Moreover, intellectual property is “any product of the human intellect that the law protects from unauthorized use by others”. IP—historically—includes patents, copyrights, trademarks, and trade secrets. IP protections inherently “creates a limited monopoly in the protected property”. (Cornell)
IP and the patent office is a critical part of America’s support for inventions, research and development, and sustaining a healthy economy. It has the potential to protect and create new jobs, especially as old technology is retired, and new technology comes online. Patents and IP rights protects the engine of a nation’s economy. As such, inventors, artists, and creative talent deserve to be protected.
Blockchain Use Case for Intellectual Property
Blockchain is attractive in many ways, and to many industries. A variety of data types can be added to a blockchain. Blockchain use case has been applied to supply chain, fintech, among other industries. Important to IP rights, blockchain has already been applied to transactions and contractual information, data files, photos, videos and other design documents—information that, potentially, can be protected as IP.
With blockchain use case applied to IP—it can include smart IP rights, evidence of use that is the ability to show who owns the rights. It can be applied to evidence of creator-ship, and includes the application of smart contracts to IP. The potential to use blockchain technology for the management of IP rights is vast. The following are a few promising features that blockchain can provide for IP. (Clark, Birgit)

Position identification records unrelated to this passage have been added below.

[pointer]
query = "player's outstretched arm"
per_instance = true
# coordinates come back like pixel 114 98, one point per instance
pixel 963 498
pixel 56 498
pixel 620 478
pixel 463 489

“Smart” IP Rights—By recording IP rights with blockchain distributed ledgers, they become smart IP rights. The IP office maintains the IP rights in a centralized database, the IP office has the authority to create an immutable record of all the events in the life of a registered IP right. Using a distributed ledger, it creates a smart IP registry. With smart IP registries, the IP office has the ability to track the entire life cycle of an IP right. Interested parties can now a more efficient audit of IP rights as needed.
Evidence of Use of IP Rights—IP rights have the ability to provide evidence of use of IP rights. A blockchain ledger—which is secure and immutable—can provide that information. It can show who owns what. It give IP rights owners’ a “reference point for their rights and for the extent those rights are used within the market.” (Clark, Birgit) This is particularly helpful where proof of the first use is required. It can also provide evidence of the extent of its use to settle disputes.
Evidence of Creatorship—IP rights includes copyright protection, which is different than trademarks or patents. One can claim copyright ownership and protections—without having to file a federal registration. Blockchain can provide a system to record rights that are created in original works of authorship. This can be for anything from a song, photograph, painting, book or a doctoral dissertation. (Collen, Jess)
— Crypto IP (@CryptoIP) July 25, 2019
With the right blockchain technology, distributed ledgers can be used to allow the owner of the IP right the option of uploading an original design and details with a date and time-stamp record. Thus, providing solid evidence to prove the authenticity of the work and its creator. (Birgit Clark)
Smart Contracts—Blockchain and related distributed ledger technologies offer additional possibilities for IP protection and registration with the use of smart contracts. A feature of blockchain is the use of smart contracts which can hold, execute and monitor contract code, and can be used for IP. Smart contracts can establish and enforce IP agreements. The agreements can include licenses, and provide a mechanism for payments in real time to IP owners.
Moreover, “smart information” about the IP rights of protected content—such as a song, lyrics, or a painting—can be “encoded in digital form to a music or an image file”. (Collen, Jess)
Protecting one’s creative and innovative genius is one sure way to ensure that a society stays on the competitive edge for its citizens. Inventions and creativity have enhanced the human experience. Without it, we wouldn’t have modern medicine to care for the sick, we wouldn’t have luxury cars to take us comfortably from one place to the next, and we wouldn’t be able to enjoy the best of our favorite musical tunes as we drive from Los Angeles to San Francisco.
Blockchain offers the opportunity to ensure that the United States Patent and Trademark Office stays on the leading edge making proof of IP rights secure, accurate and efficient.
Clark, Birgit ; McKenzie, Baker; “Blockchain and IP Law: A Match made in Crypto Heaven?”, WIPO, February 2018.
Cornell Law School, “Intellectual property”, https://www.law.cornell.edu/wex/intellectual_property, July 2019.
Jess Collen , “Does Blockchain Matter Yet In Intellectual Property For Business?”, Forbes, February 2019.